Mind you: President Trump has been scathing in his criticism of President Obama — and rightly so — for the latter’s delivering pallets of cash and purported “interest on settlement of past claims” to the Iranian regime to seal the wayward Iran nuclear deal (the Joint Comprehensive Plan of Action) and ransom hostages. But the financial benefit to the regime Trump has just approved — while we are actively at war with the regime, pursuant to Trump’s initiative without congressional approval — is nearly ten times what Obama paid ($14 billion, compared to $1.7 billion).

How does this conceivably make sense?

According to Trump’s Treasury Secretary, Scott Bessent, it’s a narrow 30-day waiver, applicable only to oil shipments currently at sea. The theory is that releasing the 140 million barrels of oil to the open market will ease oil prices that are soaring because of the Strait stalemate. Bessent intimates that this is a win-win because, while the market gets fresh supply, the sanctions on Iran’s financial transactions will prevent the regime benefitting economically.

Color me skeptical.

About 90 percent of Iran’s oil goes to China. The transactions proceed in Yuan, outside the U.S. dollar-denominated financial system.
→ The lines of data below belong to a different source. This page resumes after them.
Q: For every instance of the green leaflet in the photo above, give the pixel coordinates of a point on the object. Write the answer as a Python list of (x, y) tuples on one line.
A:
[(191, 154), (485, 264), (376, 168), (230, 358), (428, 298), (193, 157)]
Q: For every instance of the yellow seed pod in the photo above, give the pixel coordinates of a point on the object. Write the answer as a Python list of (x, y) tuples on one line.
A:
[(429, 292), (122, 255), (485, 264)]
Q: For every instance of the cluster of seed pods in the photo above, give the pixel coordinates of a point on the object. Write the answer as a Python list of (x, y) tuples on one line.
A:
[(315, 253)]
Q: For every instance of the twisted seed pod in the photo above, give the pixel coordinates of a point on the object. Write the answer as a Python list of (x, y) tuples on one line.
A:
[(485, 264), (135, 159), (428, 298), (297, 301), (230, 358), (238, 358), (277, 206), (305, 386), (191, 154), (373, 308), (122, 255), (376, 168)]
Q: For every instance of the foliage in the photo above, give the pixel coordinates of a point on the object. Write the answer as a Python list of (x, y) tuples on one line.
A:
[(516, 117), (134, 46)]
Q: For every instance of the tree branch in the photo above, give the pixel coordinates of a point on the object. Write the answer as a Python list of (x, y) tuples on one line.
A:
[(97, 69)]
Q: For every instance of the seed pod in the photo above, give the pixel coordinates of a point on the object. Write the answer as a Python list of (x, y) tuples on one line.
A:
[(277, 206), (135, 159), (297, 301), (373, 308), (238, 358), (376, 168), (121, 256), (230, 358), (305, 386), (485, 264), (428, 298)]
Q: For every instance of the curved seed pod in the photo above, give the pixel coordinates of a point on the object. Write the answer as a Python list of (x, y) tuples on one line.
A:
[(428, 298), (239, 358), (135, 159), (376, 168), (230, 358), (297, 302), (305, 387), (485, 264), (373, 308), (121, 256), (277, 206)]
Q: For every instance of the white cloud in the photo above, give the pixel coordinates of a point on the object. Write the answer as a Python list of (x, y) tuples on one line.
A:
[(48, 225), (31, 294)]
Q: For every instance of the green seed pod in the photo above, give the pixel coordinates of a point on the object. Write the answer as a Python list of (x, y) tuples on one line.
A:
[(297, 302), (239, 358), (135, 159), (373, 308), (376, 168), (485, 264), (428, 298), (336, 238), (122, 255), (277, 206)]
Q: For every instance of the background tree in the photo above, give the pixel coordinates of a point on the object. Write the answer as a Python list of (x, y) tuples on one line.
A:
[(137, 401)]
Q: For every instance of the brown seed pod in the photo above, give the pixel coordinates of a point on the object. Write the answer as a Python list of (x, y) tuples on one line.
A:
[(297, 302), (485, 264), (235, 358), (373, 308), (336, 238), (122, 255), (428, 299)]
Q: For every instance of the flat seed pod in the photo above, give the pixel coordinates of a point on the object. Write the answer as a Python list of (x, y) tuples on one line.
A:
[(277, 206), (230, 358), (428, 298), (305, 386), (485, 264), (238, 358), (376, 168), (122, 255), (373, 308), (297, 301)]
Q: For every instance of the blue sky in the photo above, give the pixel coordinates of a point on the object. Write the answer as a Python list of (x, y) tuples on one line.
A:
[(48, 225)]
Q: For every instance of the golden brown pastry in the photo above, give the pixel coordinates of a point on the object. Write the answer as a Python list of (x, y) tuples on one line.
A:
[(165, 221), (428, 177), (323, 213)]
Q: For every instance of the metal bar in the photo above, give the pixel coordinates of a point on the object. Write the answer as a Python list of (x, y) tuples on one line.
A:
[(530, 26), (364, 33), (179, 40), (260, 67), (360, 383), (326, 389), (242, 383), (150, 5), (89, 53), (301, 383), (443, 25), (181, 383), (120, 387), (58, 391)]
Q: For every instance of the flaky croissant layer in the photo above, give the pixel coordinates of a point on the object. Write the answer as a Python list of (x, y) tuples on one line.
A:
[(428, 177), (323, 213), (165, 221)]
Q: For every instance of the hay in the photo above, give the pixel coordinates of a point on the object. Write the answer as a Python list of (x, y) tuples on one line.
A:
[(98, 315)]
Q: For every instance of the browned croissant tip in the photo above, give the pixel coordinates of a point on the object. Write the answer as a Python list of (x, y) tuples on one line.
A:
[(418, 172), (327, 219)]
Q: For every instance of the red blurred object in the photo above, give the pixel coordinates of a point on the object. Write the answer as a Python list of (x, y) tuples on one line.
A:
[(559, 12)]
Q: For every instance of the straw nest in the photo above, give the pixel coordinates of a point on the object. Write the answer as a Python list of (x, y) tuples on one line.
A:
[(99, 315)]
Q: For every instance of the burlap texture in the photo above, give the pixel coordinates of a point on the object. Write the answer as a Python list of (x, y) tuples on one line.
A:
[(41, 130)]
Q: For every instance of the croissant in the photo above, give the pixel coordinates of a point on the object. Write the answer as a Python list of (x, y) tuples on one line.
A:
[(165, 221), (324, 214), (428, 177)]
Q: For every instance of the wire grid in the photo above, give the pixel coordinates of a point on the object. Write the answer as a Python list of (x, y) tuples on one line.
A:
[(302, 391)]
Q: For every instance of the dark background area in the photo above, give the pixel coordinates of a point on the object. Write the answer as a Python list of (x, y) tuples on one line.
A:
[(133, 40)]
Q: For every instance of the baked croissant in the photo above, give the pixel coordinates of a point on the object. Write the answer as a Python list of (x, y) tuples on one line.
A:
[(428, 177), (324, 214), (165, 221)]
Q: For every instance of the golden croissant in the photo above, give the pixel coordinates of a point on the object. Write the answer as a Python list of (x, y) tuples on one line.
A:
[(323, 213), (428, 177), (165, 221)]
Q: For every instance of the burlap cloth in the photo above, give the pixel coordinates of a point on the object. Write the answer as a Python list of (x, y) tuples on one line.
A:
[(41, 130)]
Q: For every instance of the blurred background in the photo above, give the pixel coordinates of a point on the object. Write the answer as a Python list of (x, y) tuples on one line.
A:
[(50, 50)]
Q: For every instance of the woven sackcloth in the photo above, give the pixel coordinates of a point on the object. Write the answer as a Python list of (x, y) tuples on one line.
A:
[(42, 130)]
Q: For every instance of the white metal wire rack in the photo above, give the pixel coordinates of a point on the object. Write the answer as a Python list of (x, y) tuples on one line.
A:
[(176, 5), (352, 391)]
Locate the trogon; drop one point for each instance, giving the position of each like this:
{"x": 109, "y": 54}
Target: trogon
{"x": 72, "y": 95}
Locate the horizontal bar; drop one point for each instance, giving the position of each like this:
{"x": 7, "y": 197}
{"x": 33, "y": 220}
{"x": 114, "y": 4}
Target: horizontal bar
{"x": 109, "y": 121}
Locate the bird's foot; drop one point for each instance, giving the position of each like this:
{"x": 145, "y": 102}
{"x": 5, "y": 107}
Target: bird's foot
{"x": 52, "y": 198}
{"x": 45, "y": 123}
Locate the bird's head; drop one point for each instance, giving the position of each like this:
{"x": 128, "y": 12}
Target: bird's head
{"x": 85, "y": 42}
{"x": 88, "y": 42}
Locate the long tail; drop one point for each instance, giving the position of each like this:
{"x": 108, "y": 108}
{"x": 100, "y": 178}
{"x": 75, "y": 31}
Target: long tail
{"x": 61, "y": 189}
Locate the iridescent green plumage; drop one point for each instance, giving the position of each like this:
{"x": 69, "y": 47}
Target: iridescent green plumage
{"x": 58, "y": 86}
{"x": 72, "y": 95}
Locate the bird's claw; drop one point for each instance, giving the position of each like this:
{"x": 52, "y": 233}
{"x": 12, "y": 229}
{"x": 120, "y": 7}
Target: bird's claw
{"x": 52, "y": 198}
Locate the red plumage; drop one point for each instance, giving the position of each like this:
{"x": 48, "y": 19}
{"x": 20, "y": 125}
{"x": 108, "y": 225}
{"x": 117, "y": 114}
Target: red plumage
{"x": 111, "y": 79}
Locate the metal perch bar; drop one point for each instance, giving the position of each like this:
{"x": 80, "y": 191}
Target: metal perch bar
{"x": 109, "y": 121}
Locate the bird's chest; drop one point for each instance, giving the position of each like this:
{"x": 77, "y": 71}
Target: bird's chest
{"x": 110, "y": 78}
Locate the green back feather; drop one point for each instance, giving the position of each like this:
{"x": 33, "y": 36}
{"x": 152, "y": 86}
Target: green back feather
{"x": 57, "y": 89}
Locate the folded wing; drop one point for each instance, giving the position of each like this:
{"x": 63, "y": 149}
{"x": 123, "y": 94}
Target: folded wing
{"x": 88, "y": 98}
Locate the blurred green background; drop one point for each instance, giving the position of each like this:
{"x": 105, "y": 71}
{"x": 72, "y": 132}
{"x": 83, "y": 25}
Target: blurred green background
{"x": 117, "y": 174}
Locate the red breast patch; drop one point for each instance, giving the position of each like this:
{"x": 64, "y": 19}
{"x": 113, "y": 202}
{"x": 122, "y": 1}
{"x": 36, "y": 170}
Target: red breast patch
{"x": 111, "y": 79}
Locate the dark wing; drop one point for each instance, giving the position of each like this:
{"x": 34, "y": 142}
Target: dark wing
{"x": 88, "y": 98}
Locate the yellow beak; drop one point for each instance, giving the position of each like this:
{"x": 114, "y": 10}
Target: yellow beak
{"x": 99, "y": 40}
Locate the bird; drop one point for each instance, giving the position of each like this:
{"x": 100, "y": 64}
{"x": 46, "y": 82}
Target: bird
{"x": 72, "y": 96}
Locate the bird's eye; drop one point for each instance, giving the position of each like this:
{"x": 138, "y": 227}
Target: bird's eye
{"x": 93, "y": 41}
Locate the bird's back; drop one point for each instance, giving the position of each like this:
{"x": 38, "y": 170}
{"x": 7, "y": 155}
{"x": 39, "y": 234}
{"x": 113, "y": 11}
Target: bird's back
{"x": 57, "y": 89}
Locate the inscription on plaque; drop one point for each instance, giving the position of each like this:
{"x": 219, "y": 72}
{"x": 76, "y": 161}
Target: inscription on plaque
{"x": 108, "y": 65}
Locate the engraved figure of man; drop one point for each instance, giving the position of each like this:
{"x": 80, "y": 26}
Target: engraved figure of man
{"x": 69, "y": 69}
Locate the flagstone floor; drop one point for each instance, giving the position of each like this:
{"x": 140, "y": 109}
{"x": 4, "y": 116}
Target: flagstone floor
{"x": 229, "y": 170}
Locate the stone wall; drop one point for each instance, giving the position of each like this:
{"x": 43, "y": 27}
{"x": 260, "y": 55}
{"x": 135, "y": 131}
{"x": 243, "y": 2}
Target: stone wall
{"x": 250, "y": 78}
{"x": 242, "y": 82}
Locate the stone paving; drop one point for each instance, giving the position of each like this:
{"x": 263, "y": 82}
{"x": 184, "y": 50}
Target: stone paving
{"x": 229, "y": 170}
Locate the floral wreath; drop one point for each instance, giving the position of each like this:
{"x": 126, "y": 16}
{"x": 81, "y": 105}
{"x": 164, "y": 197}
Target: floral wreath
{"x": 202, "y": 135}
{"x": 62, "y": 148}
The Trump administration has allowed these transactions to proceed through Iran’s shadow fleet — even though China is Iran’s patron and has provided it with weapons, intelligence, and financial support to fight the United States — because Trump (a) doesn’t want to draw China deeper into the war and (b) is hoping to strike some grand trade deal with Xi Jinping at a summit in the coming weeks.
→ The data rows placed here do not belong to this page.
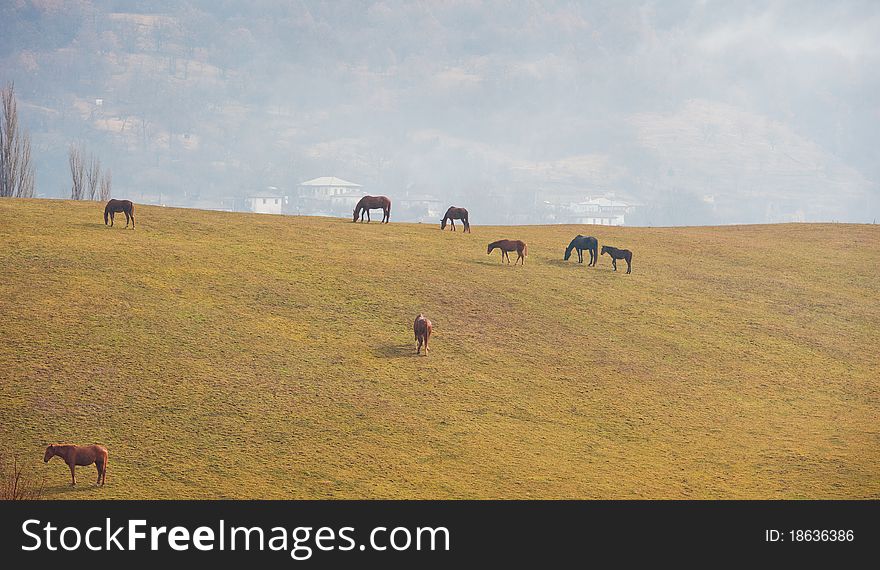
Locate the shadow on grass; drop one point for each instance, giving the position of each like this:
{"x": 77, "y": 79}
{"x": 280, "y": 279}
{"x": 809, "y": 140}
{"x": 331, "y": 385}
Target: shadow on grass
{"x": 65, "y": 489}
{"x": 395, "y": 351}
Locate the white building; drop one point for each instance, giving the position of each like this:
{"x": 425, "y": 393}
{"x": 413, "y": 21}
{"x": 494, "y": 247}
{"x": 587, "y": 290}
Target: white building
{"x": 326, "y": 187}
{"x": 598, "y": 211}
{"x": 267, "y": 203}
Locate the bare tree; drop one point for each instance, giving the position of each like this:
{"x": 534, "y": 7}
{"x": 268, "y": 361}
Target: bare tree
{"x": 14, "y": 484}
{"x": 77, "y": 172}
{"x": 16, "y": 168}
{"x": 106, "y": 183}
{"x": 93, "y": 176}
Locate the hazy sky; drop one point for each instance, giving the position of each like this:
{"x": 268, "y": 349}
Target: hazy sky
{"x": 704, "y": 112}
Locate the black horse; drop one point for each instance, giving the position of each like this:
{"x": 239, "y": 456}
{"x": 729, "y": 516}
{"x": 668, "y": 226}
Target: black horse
{"x": 453, "y": 214}
{"x": 124, "y": 206}
{"x": 580, "y": 243}
{"x": 368, "y": 203}
{"x": 618, "y": 254}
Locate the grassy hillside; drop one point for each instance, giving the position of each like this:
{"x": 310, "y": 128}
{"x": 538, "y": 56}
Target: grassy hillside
{"x": 229, "y": 355}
The high likelihood is that the 140 million barrels are going to China, not the market.

Of course, oil is fungible, so the idea is that every barrel China gets from Iran is another barrel available to other buyers on the open market since China doesn’t need to buy it. This is the apparent theory behind Bessent’s claim that, rather than allowing China to “hoard” Iranian oil “on the cheap, the lifting of sanctions will have the effect of “unlocking this existing supply [of 140 million barrels] for the world” through global markets.

In practice, however, China is stockpiling oil. Hence, paying Iran for another 140 million barrels for its reserves (its storage capacity for which is vast) will not change China’s market behavior; ergo, the administration’s move is unlikely to relieve global consumption or otherwise change market conditions. Meantime, millions of barrels for the market are still stuck at the Strait.
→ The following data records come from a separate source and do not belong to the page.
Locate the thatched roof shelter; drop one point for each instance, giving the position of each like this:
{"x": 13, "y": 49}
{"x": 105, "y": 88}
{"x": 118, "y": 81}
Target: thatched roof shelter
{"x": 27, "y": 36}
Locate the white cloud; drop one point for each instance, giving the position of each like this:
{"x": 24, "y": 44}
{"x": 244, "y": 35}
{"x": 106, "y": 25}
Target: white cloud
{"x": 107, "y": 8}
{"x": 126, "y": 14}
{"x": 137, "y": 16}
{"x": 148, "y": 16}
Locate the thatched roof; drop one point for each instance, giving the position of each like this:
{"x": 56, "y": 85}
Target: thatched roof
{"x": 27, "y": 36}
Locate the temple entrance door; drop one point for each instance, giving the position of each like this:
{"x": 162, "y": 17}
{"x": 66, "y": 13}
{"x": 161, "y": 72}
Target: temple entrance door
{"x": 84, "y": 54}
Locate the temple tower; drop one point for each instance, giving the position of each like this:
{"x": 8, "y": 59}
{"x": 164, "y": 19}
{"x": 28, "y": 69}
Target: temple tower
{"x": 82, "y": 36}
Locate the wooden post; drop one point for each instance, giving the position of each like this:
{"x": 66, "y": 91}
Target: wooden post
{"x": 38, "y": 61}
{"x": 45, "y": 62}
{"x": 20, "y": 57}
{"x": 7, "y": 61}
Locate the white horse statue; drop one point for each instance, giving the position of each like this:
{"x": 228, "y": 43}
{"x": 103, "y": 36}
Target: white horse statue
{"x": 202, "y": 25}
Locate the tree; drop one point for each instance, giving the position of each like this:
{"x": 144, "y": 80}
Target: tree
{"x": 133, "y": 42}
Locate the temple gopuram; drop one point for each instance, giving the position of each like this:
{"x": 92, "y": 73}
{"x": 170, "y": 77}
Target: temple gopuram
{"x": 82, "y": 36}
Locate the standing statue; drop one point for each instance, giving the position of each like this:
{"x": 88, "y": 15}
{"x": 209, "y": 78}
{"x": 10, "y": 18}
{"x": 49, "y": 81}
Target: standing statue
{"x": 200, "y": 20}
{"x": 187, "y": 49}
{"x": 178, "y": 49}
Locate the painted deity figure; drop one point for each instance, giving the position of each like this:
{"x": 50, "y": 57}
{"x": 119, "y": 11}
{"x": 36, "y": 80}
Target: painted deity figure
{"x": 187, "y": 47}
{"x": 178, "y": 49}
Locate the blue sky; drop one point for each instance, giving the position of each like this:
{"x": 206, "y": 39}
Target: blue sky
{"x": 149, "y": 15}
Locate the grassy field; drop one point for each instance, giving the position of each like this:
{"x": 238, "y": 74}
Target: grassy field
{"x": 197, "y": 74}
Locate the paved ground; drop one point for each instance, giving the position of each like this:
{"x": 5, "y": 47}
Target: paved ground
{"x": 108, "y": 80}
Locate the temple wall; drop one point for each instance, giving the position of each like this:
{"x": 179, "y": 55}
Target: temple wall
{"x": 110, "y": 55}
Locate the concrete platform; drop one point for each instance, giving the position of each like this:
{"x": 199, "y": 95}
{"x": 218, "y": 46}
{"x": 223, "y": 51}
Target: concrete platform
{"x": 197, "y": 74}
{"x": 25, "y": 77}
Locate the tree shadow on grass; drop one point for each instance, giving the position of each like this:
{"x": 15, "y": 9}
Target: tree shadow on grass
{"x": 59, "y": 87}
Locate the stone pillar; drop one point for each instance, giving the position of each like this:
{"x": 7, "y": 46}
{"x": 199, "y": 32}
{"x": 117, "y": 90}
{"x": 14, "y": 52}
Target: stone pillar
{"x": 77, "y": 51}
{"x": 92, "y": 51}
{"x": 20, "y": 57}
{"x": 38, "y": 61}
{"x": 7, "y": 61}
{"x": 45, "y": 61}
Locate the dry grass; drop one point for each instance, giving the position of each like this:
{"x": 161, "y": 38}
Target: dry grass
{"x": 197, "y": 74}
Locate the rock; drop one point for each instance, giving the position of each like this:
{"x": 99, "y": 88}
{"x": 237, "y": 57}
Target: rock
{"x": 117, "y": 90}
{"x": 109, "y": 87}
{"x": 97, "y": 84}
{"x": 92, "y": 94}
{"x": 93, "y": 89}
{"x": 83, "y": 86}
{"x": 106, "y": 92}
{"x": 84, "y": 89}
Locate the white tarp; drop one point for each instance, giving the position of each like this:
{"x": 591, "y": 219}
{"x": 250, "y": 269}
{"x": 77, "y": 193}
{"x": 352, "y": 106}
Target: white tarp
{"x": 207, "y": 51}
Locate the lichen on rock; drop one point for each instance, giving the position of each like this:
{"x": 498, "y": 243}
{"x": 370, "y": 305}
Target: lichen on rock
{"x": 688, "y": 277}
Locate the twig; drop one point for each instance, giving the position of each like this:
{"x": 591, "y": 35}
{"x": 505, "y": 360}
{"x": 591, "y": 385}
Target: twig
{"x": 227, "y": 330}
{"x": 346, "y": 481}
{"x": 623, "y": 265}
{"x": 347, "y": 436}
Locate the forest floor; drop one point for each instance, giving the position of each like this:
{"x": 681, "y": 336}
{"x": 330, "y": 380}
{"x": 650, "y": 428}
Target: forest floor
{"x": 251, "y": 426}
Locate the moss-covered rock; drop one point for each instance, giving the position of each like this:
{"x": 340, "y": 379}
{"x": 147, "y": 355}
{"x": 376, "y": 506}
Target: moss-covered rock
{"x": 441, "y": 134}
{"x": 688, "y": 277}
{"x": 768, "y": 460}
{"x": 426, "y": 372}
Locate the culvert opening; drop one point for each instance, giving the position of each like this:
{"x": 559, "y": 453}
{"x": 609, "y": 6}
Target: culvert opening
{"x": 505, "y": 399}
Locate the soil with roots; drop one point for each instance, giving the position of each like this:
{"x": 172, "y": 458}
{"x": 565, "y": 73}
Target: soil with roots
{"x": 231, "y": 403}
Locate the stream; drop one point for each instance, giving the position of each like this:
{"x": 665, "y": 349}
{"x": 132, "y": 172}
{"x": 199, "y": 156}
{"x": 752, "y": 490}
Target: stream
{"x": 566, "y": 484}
At the rate oil is consumed, even if the secretary’s theory is sound, the price relief would last less than two weeks. But I don’t think the theory is sound, so even the goal of very short-term relief may be illusory.

Many supporters of the war are frustrated by the press coverage, such as the Wall Street Journal’s front-page headline today, “Iran Believes It’s Winning, Wants Steep Price to End War.” I support the war and the objective of dismantling the Iranian regime, so I sympathize with the frustration: By many warfighting metrics, our forces and Israel’s are crushing and decapitating the regime after just three weeks.

Nevertheless, when the administration makes a calculation, as energy prices continue to climb, that the best of the bad options available to it is to pour $14 billion into Iran’s coffers, one can grudgingly understand why Iran, though battered, doesn’t believe it’s beaten. And remember, all this happens just after Trump lifted sanctions on Russian oil despite its war of aggression against Ukraine in which its attacks on civilian infrastructure are persistent and brutal. The signal is unmistakable: For all his tough talk, Trump will make valuable concessions to our enemies if they disrupt financial markets and thereby raise public anxiety and opposition to the administration.

Regardless of whether the late Ayatollah Khamenei’s son and successor is himself alive and functioning, the regime is still intact and projecting power. That now includes missiles fired at the joint British and American base at Diego Garcia — an attack that, though unsuccessful, demonstrated ballistic missile capability it was not generally believed the regime had. That supports the president’s assessment of the threat Iran poses. But the regime can only be dismantled by maximum pressure against its ability to generate revenue. Letting Iran reap oil revenue is not maximum pressure but its opposite.